La requête a été communiquée à la commune de Barastre, qui n’a pas produit de mémoire en défense.
Par un mémoire en défense enregistré le 8 février 2024, M. D… F… conclut au rejet de la requête.
Il fait valoir que les moyens de la requête ne sont pas fondés.
Par une ordonnance du 16 novembre 2023, la clôture de l’instruction a été fixée au 18 mars 2024.
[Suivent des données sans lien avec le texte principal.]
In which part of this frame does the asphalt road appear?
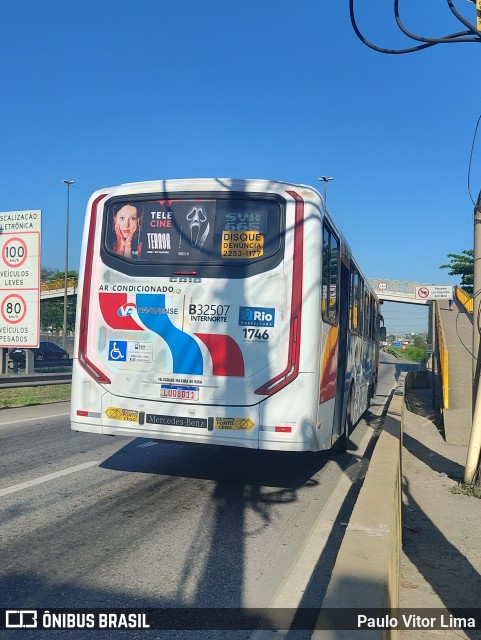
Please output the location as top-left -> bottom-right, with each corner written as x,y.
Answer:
0,354 -> 407,640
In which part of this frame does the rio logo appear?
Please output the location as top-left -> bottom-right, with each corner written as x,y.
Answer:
117,302 -> 137,318
239,307 -> 276,327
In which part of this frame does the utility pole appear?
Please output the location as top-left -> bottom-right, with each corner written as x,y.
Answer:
318,176 -> 334,206
62,180 -> 75,349
464,192 -> 481,484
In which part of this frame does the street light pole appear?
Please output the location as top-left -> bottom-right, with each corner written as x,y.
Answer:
318,176 -> 334,205
62,180 -> 75,349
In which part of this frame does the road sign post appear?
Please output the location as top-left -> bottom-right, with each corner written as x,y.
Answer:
0,210 -> 41,373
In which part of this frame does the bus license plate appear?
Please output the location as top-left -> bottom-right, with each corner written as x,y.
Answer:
160,384 -> 199,400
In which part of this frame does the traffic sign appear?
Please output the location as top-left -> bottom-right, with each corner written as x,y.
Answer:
0,210 -> 41,347
416,284 -> 453,300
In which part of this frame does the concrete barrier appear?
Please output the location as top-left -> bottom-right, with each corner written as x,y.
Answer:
312,385 -> 404,640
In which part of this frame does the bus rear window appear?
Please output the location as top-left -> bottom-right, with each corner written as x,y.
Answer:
104,197 -> 282,267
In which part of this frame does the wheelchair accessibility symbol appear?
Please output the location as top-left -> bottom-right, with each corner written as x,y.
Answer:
109,340 -> 127,362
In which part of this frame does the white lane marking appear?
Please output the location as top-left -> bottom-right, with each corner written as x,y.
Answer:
0,460 -> 100,498
250,428 -> 373,640
0,411 -> 70,429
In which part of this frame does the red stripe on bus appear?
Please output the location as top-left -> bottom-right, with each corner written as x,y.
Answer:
99,292 -> 143,331
194,333 -> 244,377
254,191 -> 304,396
78,193 -> 111,384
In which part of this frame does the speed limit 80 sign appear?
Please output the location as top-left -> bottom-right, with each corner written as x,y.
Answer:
0,210 -> 41,347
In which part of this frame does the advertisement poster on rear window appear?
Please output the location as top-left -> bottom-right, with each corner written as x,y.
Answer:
106,200 -> 216,262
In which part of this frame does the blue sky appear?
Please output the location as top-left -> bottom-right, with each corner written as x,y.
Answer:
0,0 -> 481,330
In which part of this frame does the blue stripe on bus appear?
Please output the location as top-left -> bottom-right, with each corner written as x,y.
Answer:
136,293 -> 204,375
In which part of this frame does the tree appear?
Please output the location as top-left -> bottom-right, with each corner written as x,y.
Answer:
439,249 -> 474,294
40,267 -> 78,331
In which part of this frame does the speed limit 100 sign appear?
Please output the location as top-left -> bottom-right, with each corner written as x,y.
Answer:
0,210 -> 41,347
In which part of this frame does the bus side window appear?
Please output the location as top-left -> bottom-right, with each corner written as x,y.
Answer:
321,226 -> 339,324
349,268 -> 359,333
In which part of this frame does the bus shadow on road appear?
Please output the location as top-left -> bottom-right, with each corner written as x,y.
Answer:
100,438 -> 340,489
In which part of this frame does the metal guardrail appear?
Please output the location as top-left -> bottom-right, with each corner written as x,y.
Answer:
0,373 -> 72,389
40,278 -> 78,291
456,287 -> 474,313
433,300 -> 449,409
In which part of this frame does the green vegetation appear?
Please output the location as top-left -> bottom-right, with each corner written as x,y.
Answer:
389,345 -> 427,364
439,249 -> 474,294
450,482 -> 481,498
0,384 -> 72,407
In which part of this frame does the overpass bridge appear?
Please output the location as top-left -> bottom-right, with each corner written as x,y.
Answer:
40,278 -> 452,305
40,278 -> 78,300
369,278 -> 453,305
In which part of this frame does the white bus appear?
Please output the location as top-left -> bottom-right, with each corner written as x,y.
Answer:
71,179 -> 380,451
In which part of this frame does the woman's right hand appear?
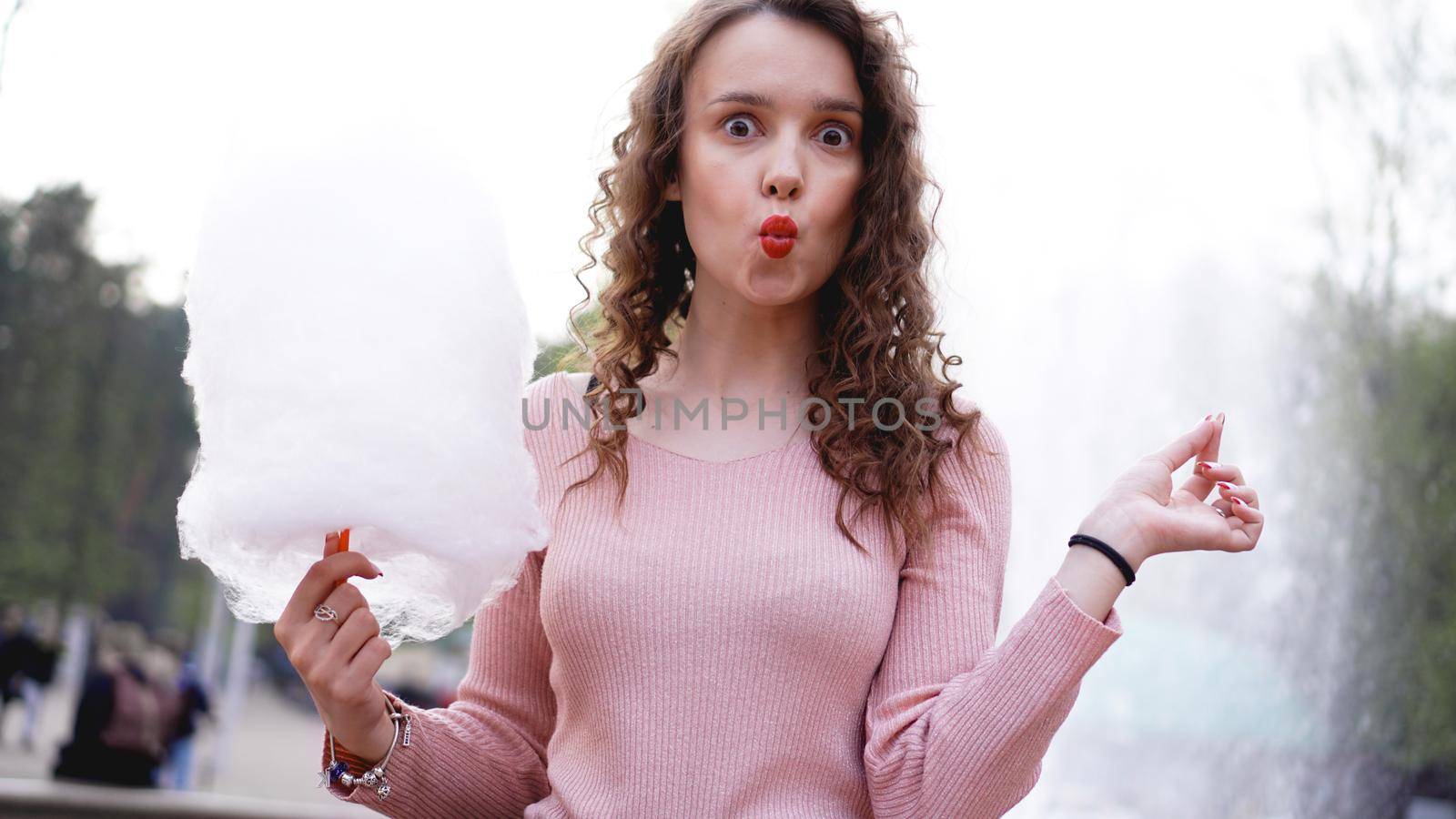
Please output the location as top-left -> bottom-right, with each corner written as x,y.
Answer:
274,532 -> 395,763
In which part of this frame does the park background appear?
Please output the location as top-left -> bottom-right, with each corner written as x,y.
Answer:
0,0 -> 1456,819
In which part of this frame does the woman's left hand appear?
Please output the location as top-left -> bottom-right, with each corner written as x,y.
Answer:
1077,412 -> 1264,571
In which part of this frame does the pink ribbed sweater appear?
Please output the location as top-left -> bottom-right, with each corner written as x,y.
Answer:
325,373 -> 1123,819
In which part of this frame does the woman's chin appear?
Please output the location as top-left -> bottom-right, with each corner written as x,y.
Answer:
744,269 -> 801,306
Les parties ont été informées, en application des dispositions de l’article R. 611-7 du code de justice administrative, que le jugement était susceptible d’être fondé sur le moyen relevé d’office tiré de l’irrecevabilité des conclusions de la requête tendant à l’annulation du courrier du 4 octobre 2021, ce courrier, à vocation informative et dépourvu de tout caractère décisoire, ne constituant pas un acte susceptible de recours.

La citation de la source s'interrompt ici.